March 3rd, 2024

Juno-nominated artist kicks off Tongue on the Post

By Brendan Miller on January 23, 2024.

Suzie Vinnick, winner of 11 Maple Blues Awards and a Canadian Folk Music Award, as well as three Juno nominations, performs at Mauro's Italian Cafe & Bar on Monday to kick off the 18th annual Tongue on the Post Folk Music Festival.--NEWS PHOTO BRENDAN MILLER

Suzie Vinnick, winner of 11 Maple Blues Awards, a Canadian Folk Music Award and three Juno nominations, kicked off the Tongue on the Post Folk Music Festival with a performance at Mauro’s Italian Cafe & Bar on Monday evening.

Tongue on the Post is known as Western Canada’s first winter folk music festival and is celebrating its 18th year with live performances from award-winning and nominated artists over the following six days.

Folk artists accustomed to playing summer gigs decided to start the festival nearly two decades ago during the winter when they had less working coming in.

“It was also a time when musicians were really struggling to try and find work in the winter as there was no winter music festivals. And so it was a great opportunity for everyone,” says Robert Pape, executive director of the Medicine Hat Folk Music Club and festival organizer.

Since its beginnings, Tongue on the Post has grown into a unique festival that celebrates community, tradition and folk music, and features a lineup of established and up-and-coming artists.

Tonight the festival moves to Medalta’s Historic Clay District for three evenings of unique performances inside its brick beehive kiln.

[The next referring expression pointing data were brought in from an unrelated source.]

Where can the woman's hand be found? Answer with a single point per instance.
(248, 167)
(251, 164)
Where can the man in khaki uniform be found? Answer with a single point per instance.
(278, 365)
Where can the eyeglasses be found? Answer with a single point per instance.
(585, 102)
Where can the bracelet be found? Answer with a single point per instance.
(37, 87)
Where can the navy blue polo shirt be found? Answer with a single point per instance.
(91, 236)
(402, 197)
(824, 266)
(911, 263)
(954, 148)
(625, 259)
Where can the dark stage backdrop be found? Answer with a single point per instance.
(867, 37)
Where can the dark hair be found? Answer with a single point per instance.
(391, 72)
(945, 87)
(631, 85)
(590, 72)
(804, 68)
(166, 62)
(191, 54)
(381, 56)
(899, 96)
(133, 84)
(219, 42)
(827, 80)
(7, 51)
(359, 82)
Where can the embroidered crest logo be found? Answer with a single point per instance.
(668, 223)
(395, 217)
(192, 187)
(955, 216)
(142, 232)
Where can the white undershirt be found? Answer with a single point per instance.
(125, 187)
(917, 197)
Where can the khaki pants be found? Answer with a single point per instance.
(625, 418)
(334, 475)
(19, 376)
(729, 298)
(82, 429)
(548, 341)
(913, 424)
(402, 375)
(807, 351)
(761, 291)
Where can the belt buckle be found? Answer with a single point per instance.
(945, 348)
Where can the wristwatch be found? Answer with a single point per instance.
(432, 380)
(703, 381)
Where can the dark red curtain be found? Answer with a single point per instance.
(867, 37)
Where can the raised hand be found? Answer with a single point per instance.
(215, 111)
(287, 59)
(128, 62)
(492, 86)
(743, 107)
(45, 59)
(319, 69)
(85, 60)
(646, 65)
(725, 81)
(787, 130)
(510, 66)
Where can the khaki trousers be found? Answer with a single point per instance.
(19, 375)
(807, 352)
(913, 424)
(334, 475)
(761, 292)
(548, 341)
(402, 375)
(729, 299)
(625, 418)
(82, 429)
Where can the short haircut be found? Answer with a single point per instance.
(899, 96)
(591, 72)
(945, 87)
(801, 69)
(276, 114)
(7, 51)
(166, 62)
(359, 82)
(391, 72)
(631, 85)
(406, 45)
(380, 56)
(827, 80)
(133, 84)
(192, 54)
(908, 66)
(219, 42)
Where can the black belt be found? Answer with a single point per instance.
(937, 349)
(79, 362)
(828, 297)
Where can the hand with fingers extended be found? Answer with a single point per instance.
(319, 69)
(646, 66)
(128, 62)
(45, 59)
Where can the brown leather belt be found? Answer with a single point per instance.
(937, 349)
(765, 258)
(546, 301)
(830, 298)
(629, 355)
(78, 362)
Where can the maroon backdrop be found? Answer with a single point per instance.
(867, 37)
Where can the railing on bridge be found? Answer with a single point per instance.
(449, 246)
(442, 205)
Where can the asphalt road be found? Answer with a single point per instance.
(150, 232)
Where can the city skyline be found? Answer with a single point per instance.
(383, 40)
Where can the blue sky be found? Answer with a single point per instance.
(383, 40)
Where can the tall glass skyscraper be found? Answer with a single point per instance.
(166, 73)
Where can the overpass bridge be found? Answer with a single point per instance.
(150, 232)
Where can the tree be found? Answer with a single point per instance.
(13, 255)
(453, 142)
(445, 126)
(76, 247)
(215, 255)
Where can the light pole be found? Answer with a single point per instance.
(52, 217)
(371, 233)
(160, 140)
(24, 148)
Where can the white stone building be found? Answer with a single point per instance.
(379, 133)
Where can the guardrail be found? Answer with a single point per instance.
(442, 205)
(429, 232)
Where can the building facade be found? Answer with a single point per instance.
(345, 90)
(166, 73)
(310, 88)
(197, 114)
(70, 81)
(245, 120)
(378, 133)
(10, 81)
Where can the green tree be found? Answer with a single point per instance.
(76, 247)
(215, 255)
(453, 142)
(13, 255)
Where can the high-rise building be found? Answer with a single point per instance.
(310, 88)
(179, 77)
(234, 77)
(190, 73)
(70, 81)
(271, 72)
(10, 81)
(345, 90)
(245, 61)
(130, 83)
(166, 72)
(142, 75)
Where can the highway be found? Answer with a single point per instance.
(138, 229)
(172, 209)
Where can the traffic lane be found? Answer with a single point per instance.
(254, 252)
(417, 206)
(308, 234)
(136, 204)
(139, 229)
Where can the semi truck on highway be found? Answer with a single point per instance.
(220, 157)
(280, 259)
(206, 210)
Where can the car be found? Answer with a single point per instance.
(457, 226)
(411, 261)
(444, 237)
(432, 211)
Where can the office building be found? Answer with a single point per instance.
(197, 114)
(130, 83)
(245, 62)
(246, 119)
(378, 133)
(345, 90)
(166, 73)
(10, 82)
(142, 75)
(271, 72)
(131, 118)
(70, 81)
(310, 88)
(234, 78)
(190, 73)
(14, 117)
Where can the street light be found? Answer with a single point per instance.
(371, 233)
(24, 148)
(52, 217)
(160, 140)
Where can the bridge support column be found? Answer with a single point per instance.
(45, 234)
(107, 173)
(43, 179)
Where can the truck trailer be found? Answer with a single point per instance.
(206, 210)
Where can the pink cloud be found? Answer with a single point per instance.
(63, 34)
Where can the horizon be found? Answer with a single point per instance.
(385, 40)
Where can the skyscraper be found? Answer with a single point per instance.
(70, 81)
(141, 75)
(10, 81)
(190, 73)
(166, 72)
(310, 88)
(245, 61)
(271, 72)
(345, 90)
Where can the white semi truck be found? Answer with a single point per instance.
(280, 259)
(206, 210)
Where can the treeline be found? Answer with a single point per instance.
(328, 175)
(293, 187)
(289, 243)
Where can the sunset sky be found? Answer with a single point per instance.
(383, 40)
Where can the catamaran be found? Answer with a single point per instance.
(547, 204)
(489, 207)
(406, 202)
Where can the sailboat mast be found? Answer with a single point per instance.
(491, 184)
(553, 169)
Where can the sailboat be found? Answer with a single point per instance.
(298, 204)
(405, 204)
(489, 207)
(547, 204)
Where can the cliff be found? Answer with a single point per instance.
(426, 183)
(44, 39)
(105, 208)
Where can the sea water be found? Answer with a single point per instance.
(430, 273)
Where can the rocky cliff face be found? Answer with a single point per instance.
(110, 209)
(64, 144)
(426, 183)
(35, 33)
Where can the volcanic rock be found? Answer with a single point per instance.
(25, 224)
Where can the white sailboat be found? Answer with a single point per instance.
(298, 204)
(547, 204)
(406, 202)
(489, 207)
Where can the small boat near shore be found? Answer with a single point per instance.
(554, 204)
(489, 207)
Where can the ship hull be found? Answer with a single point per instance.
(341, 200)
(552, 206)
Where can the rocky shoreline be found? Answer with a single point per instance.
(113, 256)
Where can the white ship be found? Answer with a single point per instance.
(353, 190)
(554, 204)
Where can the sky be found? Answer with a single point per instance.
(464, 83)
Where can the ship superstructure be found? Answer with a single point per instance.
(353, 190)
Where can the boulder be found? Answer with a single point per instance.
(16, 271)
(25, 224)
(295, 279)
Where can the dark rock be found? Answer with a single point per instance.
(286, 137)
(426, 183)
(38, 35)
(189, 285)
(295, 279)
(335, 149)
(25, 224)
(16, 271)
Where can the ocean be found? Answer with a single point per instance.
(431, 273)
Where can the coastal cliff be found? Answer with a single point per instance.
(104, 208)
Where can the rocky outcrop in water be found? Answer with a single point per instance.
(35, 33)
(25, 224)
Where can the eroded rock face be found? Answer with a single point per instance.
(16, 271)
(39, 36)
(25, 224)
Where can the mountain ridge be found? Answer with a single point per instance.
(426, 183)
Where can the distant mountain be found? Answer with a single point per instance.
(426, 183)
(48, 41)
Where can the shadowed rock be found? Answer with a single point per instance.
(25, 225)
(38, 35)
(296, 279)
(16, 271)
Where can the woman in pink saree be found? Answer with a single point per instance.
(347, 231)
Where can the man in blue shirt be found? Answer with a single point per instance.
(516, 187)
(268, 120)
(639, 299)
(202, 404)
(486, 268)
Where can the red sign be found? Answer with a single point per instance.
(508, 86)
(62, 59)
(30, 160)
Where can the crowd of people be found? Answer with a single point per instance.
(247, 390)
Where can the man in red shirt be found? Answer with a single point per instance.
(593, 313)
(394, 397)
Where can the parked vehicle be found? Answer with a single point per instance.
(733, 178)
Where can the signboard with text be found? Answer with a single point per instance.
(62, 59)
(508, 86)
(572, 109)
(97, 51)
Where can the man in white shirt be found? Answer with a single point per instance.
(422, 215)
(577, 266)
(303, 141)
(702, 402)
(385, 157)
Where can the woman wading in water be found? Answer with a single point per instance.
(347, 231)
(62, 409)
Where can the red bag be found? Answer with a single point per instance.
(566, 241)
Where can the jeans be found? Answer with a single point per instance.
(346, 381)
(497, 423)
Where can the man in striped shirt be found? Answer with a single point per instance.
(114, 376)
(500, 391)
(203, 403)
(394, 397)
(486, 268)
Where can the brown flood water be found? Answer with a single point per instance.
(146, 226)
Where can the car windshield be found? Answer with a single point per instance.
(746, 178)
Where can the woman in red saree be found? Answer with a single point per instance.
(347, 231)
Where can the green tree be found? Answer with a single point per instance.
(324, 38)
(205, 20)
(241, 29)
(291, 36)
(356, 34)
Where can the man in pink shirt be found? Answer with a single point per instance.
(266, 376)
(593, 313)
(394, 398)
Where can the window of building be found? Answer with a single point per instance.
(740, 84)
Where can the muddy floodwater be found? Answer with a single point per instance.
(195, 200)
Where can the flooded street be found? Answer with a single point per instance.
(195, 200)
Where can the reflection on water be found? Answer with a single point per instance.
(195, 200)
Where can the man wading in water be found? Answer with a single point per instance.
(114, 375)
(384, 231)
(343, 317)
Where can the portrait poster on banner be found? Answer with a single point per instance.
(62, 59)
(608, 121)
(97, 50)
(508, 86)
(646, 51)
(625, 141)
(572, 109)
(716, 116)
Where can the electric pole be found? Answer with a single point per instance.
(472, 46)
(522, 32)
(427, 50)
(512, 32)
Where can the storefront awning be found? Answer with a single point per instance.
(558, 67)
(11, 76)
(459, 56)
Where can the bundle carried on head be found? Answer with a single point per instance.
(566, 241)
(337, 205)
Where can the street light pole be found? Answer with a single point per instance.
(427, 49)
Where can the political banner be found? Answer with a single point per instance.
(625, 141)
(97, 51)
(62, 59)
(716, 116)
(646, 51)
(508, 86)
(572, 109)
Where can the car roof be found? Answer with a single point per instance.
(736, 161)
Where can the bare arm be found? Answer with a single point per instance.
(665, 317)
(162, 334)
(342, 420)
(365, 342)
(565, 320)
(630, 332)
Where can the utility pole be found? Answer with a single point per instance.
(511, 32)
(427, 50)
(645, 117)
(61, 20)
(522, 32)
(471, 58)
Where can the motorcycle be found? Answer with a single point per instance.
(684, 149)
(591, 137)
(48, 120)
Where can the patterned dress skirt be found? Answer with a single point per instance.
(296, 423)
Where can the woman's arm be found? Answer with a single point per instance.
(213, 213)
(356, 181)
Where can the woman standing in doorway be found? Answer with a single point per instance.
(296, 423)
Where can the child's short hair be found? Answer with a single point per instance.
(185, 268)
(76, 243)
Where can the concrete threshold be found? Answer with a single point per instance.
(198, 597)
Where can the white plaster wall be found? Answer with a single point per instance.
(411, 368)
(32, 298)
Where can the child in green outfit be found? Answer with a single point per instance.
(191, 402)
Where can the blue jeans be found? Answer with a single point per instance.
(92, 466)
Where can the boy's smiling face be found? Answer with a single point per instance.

“One of the gems is using an actual brick kiln … it’s very cool, unique sounding and intimate. It’s a magical show,” explains Pape. “It’s one of the unique things about our festival. Artists don’t always get this opportunity, it’s not something you find in many other places in the world.”

The kiln shows can hold an audience of up to 70 people and will host duo Flint and Feathered tonight, who headlined for the festival when it was live-streamed during the pandemic and will now be live on stage.

On Wednesday the festival welcomes up-and-comer Ryan Langlois, who is described to have a Bruce Springsteen sound.

The kiln series concludes Thursday evening with a performance by Berk Jodoin, an Indigenous folk musician from Saskatchewan.

The weekend kicks off with a free singer, songwriter night on Friday showcasing local musicians who are given the stage in an effort to promote homegrown talent.

Saturday will feature several live performances at Medalta with eight hours of shows on three separate stages.

The jam-packed schedule features artists including Noeline Hofamn, Morgan Klaiber, Denver Venoit, Ron A McNeil, Andrew Scott, Time Isberg and Julia Vos, as well as other performances throughout the day.

“So for 30 bucks you get eight hours of music, you’re just not going to get a bigger bang for your buck than what we’ve managed to put together this year,” says Pape.

This year the festival is hosting a Sunday matinee starting at 2 p.m. for its three headlining acts, including The Backyard Betties from Calgary, multi-award-winning John Wort Hannam and Dream Heavy to close out the festival.

“We have an amazing community of music, musicians and music lovers alike,” adds Pape. “We look forward to everybody coming out every year and supporting everything that we work hard to put together, and celebrating these phenomenal Canadian musicians.”

Performers will also be selling their music and merchandise during their performances. Organizers say its a great way to support local artists and keep independent music alive.

“Buy some merch; these musicians, you know, survive of off selling their wares and sharing their goods and we want to really support each other and have a great time,” says Pape.